Even Paul talked about this type of relativism.  Check out 1 Corinthians 8 and 9:19-23 if you don’t believe me.  Of course Paul was also addressing the responsibilities that come with spiritual maturity, but that’s a topic for another day.

What I’m trying to get at is this:  too often we (as in we Christians) get caught up in legalism and moralism and end up missing the point of  what it is we are trying to do.  We alienate young people and others by adhering to things like dress codes that are mostly a generational misunderstanding.  We devalue seekers of God by expecting non Christians to adhere to Christian morality.  It’s kind of ridiculous when you think about it.  Why is safely practiced premarital sex wrong to someone who doesn’t believe in or know about the biblical mandate against it?  The answer is that it isn’t, and if we don’t or can’t understand that, we will continue to struggle in our evangelistic efforts.  It is not our job to judge a non-believer’s actions–it’s our job to show them God’s love and grace.

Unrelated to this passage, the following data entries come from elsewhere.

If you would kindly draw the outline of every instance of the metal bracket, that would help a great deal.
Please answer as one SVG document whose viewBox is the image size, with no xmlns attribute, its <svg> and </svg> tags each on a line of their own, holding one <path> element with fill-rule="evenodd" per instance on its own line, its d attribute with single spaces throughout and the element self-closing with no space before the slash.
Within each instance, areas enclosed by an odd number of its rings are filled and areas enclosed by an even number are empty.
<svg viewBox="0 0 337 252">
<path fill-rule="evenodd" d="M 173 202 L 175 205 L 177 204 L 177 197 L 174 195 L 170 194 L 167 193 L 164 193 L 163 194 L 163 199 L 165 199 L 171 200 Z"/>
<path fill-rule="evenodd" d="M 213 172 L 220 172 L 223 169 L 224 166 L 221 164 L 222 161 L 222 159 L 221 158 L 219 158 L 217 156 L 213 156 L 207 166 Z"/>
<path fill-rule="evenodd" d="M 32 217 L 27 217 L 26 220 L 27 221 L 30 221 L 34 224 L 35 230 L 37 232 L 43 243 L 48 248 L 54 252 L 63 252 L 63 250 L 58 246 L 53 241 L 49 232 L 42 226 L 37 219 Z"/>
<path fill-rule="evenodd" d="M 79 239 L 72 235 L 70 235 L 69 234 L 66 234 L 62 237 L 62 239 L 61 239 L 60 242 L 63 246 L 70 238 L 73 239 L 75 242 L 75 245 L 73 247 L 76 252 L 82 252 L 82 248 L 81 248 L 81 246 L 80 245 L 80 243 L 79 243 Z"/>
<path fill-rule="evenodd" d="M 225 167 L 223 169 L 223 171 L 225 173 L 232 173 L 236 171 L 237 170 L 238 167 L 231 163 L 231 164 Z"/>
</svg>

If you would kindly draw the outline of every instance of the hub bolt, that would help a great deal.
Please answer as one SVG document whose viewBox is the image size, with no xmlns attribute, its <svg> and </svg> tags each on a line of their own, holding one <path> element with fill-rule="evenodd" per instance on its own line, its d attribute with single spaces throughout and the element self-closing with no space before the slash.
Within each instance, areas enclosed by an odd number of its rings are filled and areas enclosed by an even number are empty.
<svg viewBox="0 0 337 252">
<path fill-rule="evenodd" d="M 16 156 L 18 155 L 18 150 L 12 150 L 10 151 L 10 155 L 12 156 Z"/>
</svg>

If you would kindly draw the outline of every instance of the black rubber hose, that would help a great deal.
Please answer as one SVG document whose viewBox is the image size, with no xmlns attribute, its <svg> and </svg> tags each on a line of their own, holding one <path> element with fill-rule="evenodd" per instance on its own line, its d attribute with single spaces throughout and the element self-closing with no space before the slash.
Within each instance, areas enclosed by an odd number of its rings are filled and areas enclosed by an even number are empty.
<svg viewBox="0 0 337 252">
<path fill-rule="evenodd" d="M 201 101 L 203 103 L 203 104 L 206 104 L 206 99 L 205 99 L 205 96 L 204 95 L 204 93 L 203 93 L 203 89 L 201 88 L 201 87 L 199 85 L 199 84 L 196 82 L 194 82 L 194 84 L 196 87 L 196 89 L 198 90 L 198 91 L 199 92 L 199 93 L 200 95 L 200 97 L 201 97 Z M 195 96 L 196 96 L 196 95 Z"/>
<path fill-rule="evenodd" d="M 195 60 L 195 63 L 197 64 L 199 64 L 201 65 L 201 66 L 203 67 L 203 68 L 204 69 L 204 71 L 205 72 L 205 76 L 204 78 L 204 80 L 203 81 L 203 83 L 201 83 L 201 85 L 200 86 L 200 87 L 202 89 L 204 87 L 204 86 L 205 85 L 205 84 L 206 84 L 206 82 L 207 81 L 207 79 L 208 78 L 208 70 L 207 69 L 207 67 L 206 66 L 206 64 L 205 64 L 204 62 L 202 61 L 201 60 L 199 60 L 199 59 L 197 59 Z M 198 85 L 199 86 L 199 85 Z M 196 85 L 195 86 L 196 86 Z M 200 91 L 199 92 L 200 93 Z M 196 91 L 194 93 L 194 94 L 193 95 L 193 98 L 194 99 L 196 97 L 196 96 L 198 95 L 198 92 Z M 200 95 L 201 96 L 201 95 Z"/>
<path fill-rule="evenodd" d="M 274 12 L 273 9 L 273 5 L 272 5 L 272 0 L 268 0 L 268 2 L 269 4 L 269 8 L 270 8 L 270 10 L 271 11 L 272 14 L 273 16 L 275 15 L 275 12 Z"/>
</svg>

This line of thinking, however, can be and has been taken too far. I believe that there are such things as absolute truths that I as a follower of Christ must cling to regardless of circumstance.  Here’s what I came up with:

  1. God created all that exists, and is sovereign over it.
  2. The Bible is infallibly true. Our interpretations of it certainly are not, but the word of God itself is.
  3. Jesus Christ was/is fully God and fully man, died on the cross as a sacrifice for our sins, and rose again from death, thereby defeating it and cancelling our punishment.
  4. Jesus will come back in judgement, and will create a new heaven and a new earth.

That’s my thoughts on the subject, however coherently they managed to come across.  I’d love to hear your thoughts on the subject as well.